One day she met the captain of the ship on which Dyke was to sail, and the three of them had a delightful intimate luncheon in a remarkable eating-house with low beamed ceilings, panelled walls, and partitions surrounding each of the tables—a place, it was said, exactly the same as it had been in the time of Mr. Pickwick and little changed since the time of Dr. Johnson. It was hot, full of loud voices and oppressive kitchen smells; but Miss Verinder ate with appetite, being astonished to discover the charm afforded by grilled steak, tomatoes, and Worcestershire sauce, when you happen to be very hungry as well as very much in love. She liked Captain Cairns, a short but enormously strong man of fifty, with grizzled beard, and face and hands the colour of the woodwork that perhaps had seen Dr. Johnson and faithful Boswell. Captain Cairns inspired confidence; her Anthony would be safe with him.

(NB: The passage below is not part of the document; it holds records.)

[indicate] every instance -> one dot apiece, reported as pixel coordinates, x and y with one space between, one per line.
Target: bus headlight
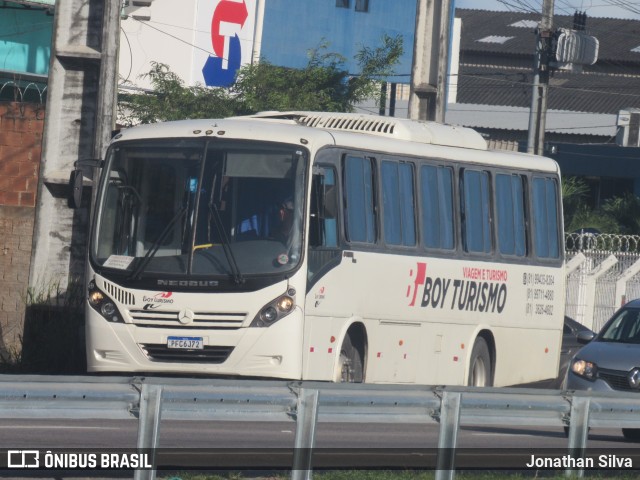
275 310
102 304
584 369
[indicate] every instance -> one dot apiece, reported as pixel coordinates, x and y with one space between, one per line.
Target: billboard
224 40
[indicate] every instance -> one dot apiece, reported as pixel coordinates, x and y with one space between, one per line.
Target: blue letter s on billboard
220 70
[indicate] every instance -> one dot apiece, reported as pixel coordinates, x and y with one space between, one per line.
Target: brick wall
21 127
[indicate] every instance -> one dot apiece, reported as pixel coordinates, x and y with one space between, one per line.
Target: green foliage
323 85
172 100
53 338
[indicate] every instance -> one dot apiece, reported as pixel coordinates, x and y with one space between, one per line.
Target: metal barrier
308 403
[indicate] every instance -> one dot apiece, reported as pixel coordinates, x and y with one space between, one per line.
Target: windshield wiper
238 278
135 275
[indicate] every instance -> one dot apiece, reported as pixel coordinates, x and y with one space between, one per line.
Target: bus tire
350 363
480 365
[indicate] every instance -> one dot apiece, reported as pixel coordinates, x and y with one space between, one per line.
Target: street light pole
427 96
538 113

She was pleased, moreover, to observe his profound regard and admiration, when he spoke of Dyke’s famous deeds.
“One of my oldest and loyalest friends,” Dyke himself had said of him.
“Oh, Miss Verinder,” said the captain, “it does make me that angry when folks cast doubt on his discoveries. Pack o’ silly stay-at-home fools. I saw a bit in the newspaper the other day actually sneering at what he’d seen with his own eyes—those pigmies at Patagonia, Tony—you know—and the remnants of them temples in the Andes. Has he ever said what isn’t true? Oh, it makes me fair mad, when they go on like that—in print, too”; and Captain Cairns grew warm in his genuine disgust and indignation. “Not fit to clean his boots, they aren’t.”

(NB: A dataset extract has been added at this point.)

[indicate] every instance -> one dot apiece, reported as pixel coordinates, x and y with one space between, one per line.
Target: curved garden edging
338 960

Miss Verinder said that the incredulity of Mr. Dyke’s critics had made her very angry also.
“What does it matter?” said Dyke grandly. “Wasn’t Columbus doubted? We’re prepared for that sort of thing. It all comes right—we get our due at long last. Calumny and suspicion, perhaps, as long as we’re alive, but a piece of sculpture and a brass plate, a tomb in St. Paul’s or the Abbey, when the last cruise is done.”
“Oh, don’t speak like that”; and Miss Verinder shivered.
The industrious city clerks did not linger over their meal; the room grew nearly empty; but Dyke and the captain sat smoking cigars and talking of the cargo. She listened with unabated interest and puffed at a cigarette—one of the queer Spanish cigarettes given to her by Dyke. To smoke was a new accomplishment, and she was not yet very good at it, coughing occasionally, and blowing out when she meant to suck in. But she gloried in it, because it seemed to bring her closer still to him.
Captain Cairns, it appeared, had himself a share in the cargo; and it appeared further that a small portion of the cargo was for Uruguay and not for the Argentine. This consisted of bicycles and bicycle parts.